A Slightly Pissy History of “Man of Constant Sorrow”

Man of Constant SorrowYou probably know the song “Man of Constant Sorrow” from the excellent version of it (which I will get to) in the film O Brother, Where Art Thou? But it is a very old song, dating back to 1913 when Dick Burnett published it. And even that version may just be his version of an earlier version.

Unfortunately, we don’t have any version of the song until 1928 when Emry Arthur recorded it. This version could hardly be more simple and earnest. Arthur sings it with a plaintive tone but there is little of the lyrics in his voice. The accompaniment seems to be a guitar and banjo. The banjo is kind of playful and it pushes a kind of meta-narrative that this is just a song and no one involved has had any worse a life than everyone else in Kentucky. But the version has a sweetness that I love. Unfortunately, the Great Depression was not kind of Arthur’s music career, which was completely over as of 1935. It would have been interesting to hear how he did the song at that point.

Right about the time that Arthur was giving up music, Sarah Ogan Gunning recorded the song with her own lyrics as “Girl of Constant Sorrow.” The lyrics focus on the poverty of the coal mining region that she is from. This a cappella version is probably from 1965, but it is doubtless much how she sang in in 1936. (Roscoe Holcomb did a similar version in 1961.) It’s haunting and beautiful:

Although Arthur’s version of the song sold well, it was not until The Stanley Brothers released their version in 1951 that it really became popular. Their version changes the song into much more of what we know today. Specifically, they turn it into a bluegrass song with that classic howling voice. It also adds a much more lively accompaniment with that relentless fiddle. Ralph Stanley just had his 87th birthday. His brother Carter died back in 1966 at the age of only 41.

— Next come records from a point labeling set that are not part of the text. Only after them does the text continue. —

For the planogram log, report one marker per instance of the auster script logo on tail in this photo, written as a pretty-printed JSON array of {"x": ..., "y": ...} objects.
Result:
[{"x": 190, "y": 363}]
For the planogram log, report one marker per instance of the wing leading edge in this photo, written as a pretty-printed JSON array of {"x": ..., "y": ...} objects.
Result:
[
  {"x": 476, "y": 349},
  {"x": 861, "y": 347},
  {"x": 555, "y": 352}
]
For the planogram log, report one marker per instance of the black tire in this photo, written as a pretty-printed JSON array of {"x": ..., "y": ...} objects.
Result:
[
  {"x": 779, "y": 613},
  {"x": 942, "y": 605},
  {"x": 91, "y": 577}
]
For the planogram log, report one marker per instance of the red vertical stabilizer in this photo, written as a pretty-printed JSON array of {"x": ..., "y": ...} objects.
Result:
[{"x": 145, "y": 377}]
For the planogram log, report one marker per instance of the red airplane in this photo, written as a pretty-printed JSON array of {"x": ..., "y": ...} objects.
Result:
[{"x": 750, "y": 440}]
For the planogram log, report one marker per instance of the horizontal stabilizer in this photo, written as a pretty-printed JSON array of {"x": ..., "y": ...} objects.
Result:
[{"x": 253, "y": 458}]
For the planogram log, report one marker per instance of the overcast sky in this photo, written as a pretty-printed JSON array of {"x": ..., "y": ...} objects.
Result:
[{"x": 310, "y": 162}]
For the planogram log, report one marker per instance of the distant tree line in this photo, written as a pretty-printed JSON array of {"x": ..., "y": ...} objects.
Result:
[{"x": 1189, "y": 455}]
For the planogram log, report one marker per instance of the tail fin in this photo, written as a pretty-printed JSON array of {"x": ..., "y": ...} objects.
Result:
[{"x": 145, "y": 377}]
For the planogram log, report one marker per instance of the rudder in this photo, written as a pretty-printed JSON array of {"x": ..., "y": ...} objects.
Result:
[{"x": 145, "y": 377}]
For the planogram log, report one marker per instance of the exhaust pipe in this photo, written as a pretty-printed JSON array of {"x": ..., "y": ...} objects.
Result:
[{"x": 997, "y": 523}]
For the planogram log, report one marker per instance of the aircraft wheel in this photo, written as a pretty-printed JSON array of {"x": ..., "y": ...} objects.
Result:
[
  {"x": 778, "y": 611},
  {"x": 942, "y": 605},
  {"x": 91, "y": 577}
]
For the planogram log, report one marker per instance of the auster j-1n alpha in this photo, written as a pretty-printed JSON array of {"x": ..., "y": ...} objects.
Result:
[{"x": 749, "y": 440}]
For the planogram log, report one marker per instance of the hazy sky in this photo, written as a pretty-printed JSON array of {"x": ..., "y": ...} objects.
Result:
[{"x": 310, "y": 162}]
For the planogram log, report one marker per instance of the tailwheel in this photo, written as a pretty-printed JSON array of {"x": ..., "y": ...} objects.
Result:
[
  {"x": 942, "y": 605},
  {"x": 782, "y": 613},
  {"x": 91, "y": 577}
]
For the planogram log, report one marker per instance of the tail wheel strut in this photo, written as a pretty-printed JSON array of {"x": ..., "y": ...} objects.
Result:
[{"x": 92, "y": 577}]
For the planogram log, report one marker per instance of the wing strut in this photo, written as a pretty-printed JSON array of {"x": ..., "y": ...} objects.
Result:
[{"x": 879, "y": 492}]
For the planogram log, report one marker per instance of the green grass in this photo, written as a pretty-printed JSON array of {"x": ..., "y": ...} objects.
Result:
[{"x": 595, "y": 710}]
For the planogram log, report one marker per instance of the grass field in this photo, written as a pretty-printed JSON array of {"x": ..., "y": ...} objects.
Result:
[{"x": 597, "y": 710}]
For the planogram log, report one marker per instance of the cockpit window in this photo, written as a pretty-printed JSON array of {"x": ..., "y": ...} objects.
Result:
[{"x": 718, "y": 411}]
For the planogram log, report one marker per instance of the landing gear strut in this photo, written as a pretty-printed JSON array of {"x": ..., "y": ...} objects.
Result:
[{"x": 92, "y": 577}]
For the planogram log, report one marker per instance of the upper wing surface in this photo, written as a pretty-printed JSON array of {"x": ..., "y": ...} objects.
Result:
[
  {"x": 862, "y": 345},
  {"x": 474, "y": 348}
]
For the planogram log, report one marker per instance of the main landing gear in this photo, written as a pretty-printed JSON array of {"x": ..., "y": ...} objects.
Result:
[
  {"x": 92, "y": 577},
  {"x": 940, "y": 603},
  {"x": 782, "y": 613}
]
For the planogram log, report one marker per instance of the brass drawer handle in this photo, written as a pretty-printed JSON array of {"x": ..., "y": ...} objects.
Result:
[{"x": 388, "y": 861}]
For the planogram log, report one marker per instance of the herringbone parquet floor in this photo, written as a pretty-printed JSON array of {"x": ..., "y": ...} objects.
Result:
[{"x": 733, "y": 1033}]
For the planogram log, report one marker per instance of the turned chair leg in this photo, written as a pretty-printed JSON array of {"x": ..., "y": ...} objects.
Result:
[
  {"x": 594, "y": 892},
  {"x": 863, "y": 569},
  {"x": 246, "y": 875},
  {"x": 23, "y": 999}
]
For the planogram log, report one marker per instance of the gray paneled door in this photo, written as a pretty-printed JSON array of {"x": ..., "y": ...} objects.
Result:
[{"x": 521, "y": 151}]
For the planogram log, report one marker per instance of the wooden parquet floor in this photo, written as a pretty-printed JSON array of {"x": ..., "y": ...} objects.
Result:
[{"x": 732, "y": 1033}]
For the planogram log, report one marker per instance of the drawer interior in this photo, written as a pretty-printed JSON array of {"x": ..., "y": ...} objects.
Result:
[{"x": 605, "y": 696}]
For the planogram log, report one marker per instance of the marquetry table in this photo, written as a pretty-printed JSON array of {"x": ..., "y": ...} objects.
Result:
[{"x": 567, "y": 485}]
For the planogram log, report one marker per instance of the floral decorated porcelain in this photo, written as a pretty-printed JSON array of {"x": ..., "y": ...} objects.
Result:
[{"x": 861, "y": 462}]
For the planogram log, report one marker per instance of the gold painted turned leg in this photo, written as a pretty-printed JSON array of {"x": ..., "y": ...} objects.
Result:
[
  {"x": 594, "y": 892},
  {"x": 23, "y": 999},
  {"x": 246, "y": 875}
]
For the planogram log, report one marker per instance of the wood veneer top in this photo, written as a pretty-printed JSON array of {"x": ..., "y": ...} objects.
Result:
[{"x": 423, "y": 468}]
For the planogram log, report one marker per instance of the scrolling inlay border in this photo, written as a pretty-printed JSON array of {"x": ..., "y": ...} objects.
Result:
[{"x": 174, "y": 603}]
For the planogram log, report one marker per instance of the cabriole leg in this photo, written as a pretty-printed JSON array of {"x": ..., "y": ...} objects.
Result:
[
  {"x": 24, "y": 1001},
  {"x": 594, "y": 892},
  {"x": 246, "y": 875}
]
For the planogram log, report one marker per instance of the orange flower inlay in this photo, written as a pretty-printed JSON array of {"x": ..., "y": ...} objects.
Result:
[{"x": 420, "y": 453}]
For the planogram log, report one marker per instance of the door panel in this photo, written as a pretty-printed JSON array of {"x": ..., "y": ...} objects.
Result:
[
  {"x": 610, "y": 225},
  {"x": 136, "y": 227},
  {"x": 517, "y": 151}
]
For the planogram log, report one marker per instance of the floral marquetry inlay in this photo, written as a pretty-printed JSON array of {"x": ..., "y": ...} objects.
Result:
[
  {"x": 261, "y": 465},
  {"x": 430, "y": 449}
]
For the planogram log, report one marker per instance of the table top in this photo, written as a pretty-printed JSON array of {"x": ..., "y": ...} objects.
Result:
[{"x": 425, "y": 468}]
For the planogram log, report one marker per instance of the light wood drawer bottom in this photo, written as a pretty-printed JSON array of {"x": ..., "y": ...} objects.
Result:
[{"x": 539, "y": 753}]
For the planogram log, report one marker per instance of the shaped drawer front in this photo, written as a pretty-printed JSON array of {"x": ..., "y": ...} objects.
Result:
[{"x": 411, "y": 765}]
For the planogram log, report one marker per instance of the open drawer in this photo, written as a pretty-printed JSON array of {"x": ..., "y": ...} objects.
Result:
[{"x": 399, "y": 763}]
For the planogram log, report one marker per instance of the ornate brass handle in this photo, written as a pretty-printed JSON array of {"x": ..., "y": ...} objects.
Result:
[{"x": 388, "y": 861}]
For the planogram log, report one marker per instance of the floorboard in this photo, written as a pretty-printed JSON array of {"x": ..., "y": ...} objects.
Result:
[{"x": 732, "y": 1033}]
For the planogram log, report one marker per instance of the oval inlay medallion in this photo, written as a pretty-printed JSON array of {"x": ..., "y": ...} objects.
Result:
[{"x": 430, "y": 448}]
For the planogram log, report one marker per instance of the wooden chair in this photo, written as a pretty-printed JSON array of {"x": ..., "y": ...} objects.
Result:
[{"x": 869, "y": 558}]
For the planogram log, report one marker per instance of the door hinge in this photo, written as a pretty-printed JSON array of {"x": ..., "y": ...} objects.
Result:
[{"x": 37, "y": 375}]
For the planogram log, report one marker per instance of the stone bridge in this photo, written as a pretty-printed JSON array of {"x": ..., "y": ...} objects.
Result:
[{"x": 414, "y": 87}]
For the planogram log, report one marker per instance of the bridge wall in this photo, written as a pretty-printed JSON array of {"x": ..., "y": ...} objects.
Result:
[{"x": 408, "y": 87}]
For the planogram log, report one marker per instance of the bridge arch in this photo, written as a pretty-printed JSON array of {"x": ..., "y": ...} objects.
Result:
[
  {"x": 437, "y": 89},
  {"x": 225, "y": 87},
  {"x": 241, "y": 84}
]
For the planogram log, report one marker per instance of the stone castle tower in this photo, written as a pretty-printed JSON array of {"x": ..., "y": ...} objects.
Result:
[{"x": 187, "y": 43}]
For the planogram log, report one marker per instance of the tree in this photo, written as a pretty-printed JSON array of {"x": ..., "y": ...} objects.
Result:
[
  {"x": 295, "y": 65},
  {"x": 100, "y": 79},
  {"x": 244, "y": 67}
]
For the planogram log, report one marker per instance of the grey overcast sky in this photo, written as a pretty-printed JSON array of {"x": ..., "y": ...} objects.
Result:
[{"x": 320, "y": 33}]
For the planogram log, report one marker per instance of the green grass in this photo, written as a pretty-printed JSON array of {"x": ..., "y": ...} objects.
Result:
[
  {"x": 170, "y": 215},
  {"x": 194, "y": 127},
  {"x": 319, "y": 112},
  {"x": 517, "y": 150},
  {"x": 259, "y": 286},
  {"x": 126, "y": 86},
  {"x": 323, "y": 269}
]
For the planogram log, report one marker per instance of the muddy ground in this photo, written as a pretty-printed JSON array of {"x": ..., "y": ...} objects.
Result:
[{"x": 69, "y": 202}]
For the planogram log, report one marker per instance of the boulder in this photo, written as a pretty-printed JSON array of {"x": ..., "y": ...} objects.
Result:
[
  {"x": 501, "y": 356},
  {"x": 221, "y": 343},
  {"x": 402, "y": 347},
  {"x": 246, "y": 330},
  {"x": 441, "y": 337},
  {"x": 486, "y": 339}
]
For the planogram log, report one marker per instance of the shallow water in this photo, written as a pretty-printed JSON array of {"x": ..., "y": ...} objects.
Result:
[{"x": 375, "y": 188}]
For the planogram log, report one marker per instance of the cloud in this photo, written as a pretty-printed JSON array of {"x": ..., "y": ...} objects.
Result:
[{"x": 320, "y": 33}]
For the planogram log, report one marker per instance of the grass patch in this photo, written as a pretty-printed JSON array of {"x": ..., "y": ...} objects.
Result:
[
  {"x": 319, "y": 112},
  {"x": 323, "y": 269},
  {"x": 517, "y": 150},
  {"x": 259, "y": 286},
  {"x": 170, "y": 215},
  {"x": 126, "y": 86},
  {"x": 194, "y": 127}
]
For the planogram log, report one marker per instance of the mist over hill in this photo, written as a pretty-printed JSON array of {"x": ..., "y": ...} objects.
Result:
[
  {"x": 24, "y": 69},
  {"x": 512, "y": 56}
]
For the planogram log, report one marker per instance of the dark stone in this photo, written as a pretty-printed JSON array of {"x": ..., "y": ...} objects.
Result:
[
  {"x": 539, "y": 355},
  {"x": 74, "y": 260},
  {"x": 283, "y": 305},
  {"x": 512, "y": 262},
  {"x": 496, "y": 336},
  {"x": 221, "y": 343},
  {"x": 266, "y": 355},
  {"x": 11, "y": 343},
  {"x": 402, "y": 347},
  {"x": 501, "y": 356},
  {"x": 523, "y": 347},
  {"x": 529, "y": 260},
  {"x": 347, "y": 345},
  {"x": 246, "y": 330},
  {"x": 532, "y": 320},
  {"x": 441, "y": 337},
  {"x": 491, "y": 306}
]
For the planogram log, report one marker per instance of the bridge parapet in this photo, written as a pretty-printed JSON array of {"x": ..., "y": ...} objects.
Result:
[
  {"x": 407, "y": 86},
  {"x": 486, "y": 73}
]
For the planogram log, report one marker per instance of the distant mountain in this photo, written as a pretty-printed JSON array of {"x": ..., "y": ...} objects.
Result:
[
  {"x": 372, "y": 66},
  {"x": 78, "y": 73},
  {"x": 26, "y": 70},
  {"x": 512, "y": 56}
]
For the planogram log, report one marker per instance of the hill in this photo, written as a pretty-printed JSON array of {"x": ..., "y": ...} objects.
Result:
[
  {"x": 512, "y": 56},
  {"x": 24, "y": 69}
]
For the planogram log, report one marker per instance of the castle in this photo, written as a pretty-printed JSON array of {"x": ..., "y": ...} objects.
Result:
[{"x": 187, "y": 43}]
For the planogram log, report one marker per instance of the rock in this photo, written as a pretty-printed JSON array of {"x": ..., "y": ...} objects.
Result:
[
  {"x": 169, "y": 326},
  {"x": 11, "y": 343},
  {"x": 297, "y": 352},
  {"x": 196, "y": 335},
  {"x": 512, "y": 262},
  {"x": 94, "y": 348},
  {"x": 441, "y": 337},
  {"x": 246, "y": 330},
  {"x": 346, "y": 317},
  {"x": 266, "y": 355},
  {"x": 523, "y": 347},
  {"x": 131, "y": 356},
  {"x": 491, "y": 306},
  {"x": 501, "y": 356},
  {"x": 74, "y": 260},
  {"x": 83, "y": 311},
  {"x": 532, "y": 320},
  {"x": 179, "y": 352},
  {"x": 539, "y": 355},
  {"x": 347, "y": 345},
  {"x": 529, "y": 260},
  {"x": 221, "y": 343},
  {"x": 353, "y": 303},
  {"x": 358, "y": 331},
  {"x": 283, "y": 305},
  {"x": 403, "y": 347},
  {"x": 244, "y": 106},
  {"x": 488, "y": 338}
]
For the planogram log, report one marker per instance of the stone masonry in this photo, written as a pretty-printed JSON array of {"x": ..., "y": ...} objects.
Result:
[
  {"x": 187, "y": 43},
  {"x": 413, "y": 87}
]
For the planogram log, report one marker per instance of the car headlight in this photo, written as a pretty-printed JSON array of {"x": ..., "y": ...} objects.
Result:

During the folk revival of the early 1960s, many people did the song. Both Joan Baez (pretty good) and Judy Collins (meh) did versions of Gunning’s. Peter, Paul and Mary turned it into a dirge. Waylon Jennings managed to turn it into an easy listening monstrosity, which is good in its way. And Rod Stewart did his thing to it in 1969, before “his thing” became harming otherwise good music. But the most interesting, because he really does mold the song to himself, is Bob Dylan:

At this point it seemed that anyone you think might have been tempted to cover it has. Of course, you knew that after Judy Collins did it everyone would have to. What I think is strange is that it really wasn’t picked up by punk bands. The truth is that musically, punk and folk aren’t that far apart. In 2006, punk super-group Osaka Popstar covered it, but it is clearly based upon the film version.

Which brings us to the version in O Brother, Where Art Thou? It was recorded by Dan Tyminski, Harley Allen, and Pat Enright, with Tyminski on lead vocals. But here Tyminski is with Alison Krauss and Union Station doing the song live:

In a sense, I think this version kind of destroys the song in the same way that Jean-François Paillard’s version destroyed Pachelbel’s Canon. It is so powerful that everyone will agree that it is the way that the song ought to be performed and people will stop trying to innovate. Of course, there will always be the iconoclasts who insist that Emry Arthur or Sarah Ogan Gunning had it right all along and the song will be plopped on the end of a disc. But to really please an audience, it’s going to have to have that three-part harmony and the prominent banjo. It will be just like that damned pizzicato counterpoint in “Pachelbel’s Canon.”

Which is fine. Really. You all enjoy yourselves. Don’t worry about me.